It’s hard to believe it’s been seven years since the Veteran’s Treatment Court took on the oftentimes daunting task of giving veterans, who have found themselves caught up in the legal system, a chance to redeem themselves.
The court put things on a temporary hold Wednesday to celebrate its seventh anniversary, the last six under the watchful eye of Chief District Court Judge Jacquelyn Lee.
“As I think about the court, the best way to describe it is agony and ecstasy,” Lee said as the anniversary celebration began. “The agony of losing veterans to their demons and the ecstasy of seeing them obtain achievements which have only been dreams before their being in court.”
Part of the process is an annual graduation ceremony for those who successfully complete the program. This year was no exception as two more veterans, both former soldiers, earned the recognition for their ability to fight off their own demons and earn their own forms of ecstasy.
Duke Radford and Stephen Doust were the two graduates at Wednesday’s ceremony. Both offered their thanks to the court and expressed gratitude for being given a second chance to turn their lives in a new direction.

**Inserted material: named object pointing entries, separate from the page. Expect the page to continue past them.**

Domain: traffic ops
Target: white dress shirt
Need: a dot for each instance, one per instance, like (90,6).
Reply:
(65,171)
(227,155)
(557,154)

“Since entering this program, I’ve gone through a lot of different changes, a lot of challenges and a lot of obstacles,” Doust said. “I’m really appreciative of the court for sticking with me through all my transitions, all the changes I needed to make. It really has taken a lot to get to this point in time.”
Lee said the impact on the lives of the veterans who take part in the program is almost immeasurable. Some have been at first hesitant before realizing the success awaiting them beyond the program.
“We’ve had someone who is a wrestling coach now at Rutgers University in New Jersey who has been through our court,” Lee said. “We have had someone, one of the veterans who graduated has gotten his PhD and you think about we never know what we get, but we’re able to take all these rough stones and turn them into jewels.”
As well as honoring those who have successfully completed the program, each anniversary celebration is a chance for the court to honor their own team members who have stood out throughout the year.
The Silver Eagle Award, described as an award for outstanding performance, was given to Amy Brown and Gwen Walton for supporting the program.
Honored with the Order of the Eagle’s Nest — an honor for tireless dedication to the program — was Genevieve Winderweedle, program case manager.
The Sgt. Ramirez Compliance Award, which goes to a program graduate who reflects the purpose of the program, was given to honor graduate Dorothy Robinson.
“When Dorothy came into the court she was very difficult,” Lee said. “Anybody that went out there, she would run them off. And she went to treatment and now here she is becoming just a model person. She went to college and now she’s a mentor with our program.”
Honored with The Veteran Thomas Steves Award was mentor Mary Easley and Mentor of The Year was George Williams.
Lee received the commendations and awards of her late husband Tommy Farrell Lee, who died of pancreatic cancer last year as a result of the use of Agent Orange in the jungles of Vietnam. He was a veteran who never received the honors he was due from his time in Southeast Asia, until Wednesday.
She characterized her late husband as a man who didn’t seek the honors he deserved.
“He never pursued them,” she said. “He had done what he needed to do and he never looked for any rewards or any commemorations or anything else.”
The presentations also had a special meaning to Lee.
“I was appreciative to the court for chasing the rabbits to get those awards,” Lee said. “Even in death, he still needs to be recognized for what he did and for his service.”